Rare colonial-era mikveh unearthed in Venezuela - Archaeology Israel News | Haaretz
The story is never fully written- this is the rough version
This is very exciting news coming out of "colonial" Venezuela. A mikveh is unearthed in Coro. The mikveh was connected to a house owned by a (probable) descendant of the famous Señor family. Rabi Abraham Señor was the Rav de la Corte, the official Jewish representative at court and a close adviser to the Catholic Monarchs. He and his entire family converted on the eve of the expulsion from Spain. However as Ruben Blades tells us in his epic "Pedro Navaja"- "la vida te da sorpresas, sorpresas te da la vida"- the story was not over with this much celebrated and bemoaned conversion. A few generations later we see the descendants of this family re-appear in Amsterdam under the family name of Coronel and embrace Judaism. It would not be surprising if these Señors made their way to Curaçao and eventually to Coro. Coro lies on the Carribean coast of Venezuela and when the South American nation became independant it became an attractive market for Sephardic merchants. Most of their descendants assimilated into the warm embrace of the tropics. There was one notable poet among the second generation of Sephadim in Coro, David Curiel. Edna Aizenberg wrote lyrically about this dissolute, profane and poetically gifted young man. (will include link)
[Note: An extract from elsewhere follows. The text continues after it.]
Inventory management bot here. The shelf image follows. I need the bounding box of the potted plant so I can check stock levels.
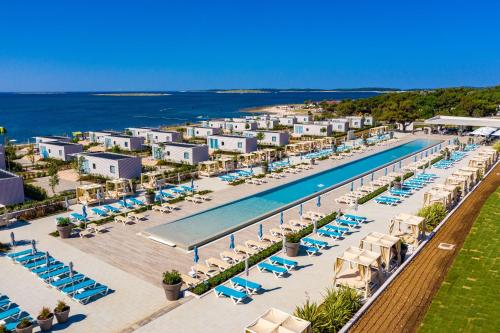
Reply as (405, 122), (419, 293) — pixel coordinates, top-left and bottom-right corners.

Mordechai Arbel, as a young Israeli diplomat in the Carribbean found many of their descendants, or I should say they found him. I met him at a conference on the Jews of the Carribean and he told me that he was sent by the Israeli government to the Caribbean to find possible business connections for Israeli industries. As he went about and met people in the merchant community they would slowly disclose their Jewishness to him. he said the scene repeated itself throughout the Caribbean. I wonder what their Jewishness meant to these individuals so far removed from the Sephardim who found their way to the New World and built elegant synagogues and mikvehs?
I thank Laura Liebman for bringing this news to my attention- i am sure she will make some great discoveries about this new piece of the Caribbean Jewish puzzle.